Si votre objectif est de devenir résident permanent du Québec — c'est-à-dire d'obtenir le droit de vivre et de travailler ici sans permis à renouveler —, le gouvernement vient de rendre votre parcours plus étroit. Dans son plan d'immigration pour 2026-2029, Québec baisse ses seuils et vise désormais environ 45 000 admissions permanentes par année. Un « seuil », c'est simplement le nombre de personnes que la province accepte d'accueillir sur une période donnée.
Ce qui change concrètement. Sur ces 45 000 places prévues pour 2026, la majorité va à l'immigration économique — les travailleurs qualifiés. Le reste se répartit entre la réunification familiale, les personnes réfugiées et quelques autres catégories. Autrement dit, moins de portes s'ouvrent chaque année, et la plus grande d'entre elles récompense les compétences professionnelles et la connaissance du français.
Pourquoi Québec baisse ses cibles. Le gouvernement explique vouloir alléger la pression sur le logement, les services publics et la capacité d'intégration en français. Il vise aussi à réduire l'immigration temporaire qu'il contrôle : d'ici 2029, un maximum d'environ 65 000 titulaires de permis de travailleurs étrangers temporaires et 110 000 titulaires de permis d'études sur le territoire. Ces plafonds touchent beaucoup de gens qui espéraient justement passer du statut temporaire au statut permanent.

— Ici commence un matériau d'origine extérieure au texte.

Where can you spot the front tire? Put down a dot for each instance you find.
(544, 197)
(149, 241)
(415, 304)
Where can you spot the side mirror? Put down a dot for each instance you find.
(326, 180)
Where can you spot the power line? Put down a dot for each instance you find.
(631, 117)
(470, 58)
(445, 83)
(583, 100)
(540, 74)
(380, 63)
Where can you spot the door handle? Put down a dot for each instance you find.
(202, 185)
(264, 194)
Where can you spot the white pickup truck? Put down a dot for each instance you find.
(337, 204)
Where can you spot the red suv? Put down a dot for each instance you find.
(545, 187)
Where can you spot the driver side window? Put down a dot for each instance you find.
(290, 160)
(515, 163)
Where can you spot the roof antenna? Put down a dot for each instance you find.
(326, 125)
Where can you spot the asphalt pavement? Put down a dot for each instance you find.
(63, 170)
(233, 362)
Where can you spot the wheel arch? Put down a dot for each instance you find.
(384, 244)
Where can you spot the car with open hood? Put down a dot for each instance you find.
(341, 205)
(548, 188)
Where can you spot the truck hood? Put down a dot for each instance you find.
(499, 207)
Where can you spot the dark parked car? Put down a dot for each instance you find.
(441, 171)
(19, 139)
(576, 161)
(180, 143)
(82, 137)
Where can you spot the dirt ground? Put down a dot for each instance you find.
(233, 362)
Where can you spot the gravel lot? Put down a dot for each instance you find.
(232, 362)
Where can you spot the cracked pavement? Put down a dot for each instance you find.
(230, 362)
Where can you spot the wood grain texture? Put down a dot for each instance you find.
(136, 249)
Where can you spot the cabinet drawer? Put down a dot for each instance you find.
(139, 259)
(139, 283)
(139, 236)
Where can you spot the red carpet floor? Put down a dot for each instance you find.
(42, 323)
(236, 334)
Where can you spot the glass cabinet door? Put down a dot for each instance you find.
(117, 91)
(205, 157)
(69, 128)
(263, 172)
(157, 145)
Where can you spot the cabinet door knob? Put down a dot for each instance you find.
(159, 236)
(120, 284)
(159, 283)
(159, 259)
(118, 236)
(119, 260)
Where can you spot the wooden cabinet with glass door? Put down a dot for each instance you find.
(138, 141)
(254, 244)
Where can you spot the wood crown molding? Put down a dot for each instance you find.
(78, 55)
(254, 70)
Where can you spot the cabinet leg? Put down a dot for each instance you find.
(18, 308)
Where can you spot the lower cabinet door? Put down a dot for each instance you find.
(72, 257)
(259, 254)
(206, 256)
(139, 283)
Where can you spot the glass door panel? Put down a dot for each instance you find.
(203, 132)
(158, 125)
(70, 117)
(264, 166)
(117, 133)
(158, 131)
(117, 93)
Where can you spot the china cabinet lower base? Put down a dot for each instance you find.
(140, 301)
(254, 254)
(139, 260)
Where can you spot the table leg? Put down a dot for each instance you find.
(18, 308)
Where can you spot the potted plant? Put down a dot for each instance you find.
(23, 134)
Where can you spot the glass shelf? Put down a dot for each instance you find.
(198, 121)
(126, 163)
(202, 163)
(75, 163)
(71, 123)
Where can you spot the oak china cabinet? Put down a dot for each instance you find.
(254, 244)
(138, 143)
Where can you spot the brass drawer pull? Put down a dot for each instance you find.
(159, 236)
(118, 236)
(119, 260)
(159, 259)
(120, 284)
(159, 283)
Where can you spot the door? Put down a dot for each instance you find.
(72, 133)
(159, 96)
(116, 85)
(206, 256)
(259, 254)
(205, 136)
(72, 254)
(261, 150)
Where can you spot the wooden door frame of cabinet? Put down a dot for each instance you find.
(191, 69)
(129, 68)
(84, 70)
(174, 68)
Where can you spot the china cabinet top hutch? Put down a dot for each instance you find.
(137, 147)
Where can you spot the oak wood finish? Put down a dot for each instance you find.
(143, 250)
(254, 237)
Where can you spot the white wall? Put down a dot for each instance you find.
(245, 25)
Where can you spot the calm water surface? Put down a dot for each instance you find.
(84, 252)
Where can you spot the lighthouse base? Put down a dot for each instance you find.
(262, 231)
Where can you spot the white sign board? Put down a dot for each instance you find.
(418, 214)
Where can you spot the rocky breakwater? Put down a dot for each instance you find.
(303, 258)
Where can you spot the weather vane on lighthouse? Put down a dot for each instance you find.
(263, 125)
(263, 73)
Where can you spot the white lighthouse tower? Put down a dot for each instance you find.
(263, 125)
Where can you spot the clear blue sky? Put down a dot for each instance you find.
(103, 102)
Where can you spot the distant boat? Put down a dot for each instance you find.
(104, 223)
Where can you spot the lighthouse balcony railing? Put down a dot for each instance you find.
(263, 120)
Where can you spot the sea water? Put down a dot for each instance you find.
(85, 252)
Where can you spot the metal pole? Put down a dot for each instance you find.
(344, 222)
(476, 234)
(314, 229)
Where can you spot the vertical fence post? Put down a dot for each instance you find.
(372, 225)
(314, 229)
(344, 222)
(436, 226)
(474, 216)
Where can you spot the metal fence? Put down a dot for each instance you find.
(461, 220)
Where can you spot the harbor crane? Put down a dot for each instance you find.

Comment la sélection fonctionne maintenant. La grande majorité des candidats qualifiés passent désormais par le PSTQ (Programme de sélection des travailleurs qualifiés). On y dépose une déclaration d'intérêt dans Arrima, la plateforme en ligne du Ministère. Arrima classe ensuite les candidats selon un pointage — français, expérience de travail, diplôme québécois, profession recherchée. Le Ministère envoie des invitations aux mieux classés, par vagues.
Un système au pointage, pas au premier arrivé. C'est le point crucial : remplir les critères minimaux ne garantit rien. Avec moins de places et un classement, il faut être compétitif, pas seulement admissible. Les invitations récentes ont priorisé les personnes déjà établies au Québec, souvent titulaires d'un diplôme d'ici et maîtrisant le français.
Bon à savoir pour les nouveaux arrivants. Ne présumez pas qu'une place vous attend. Deux leviers sont entièrement entre vos mains : améliorez votre français (c'est le facteur qui pèse le plus dans votre pointage Arrima) et soignez votre profil — expérience de travail au Québec, formation reconnue, profession en demande. Si vous êtes déjà admissible à un programme, agissez pendant que vous l'êtes : les règles et les programmes ont beaucoup bougé ces derniers mois. Enfin, avant de payer qui que ce soit, comprenez la différence entre un avocat et un consultant en immigration et vérifiez toujours l'information à la source, sur Québec.ca.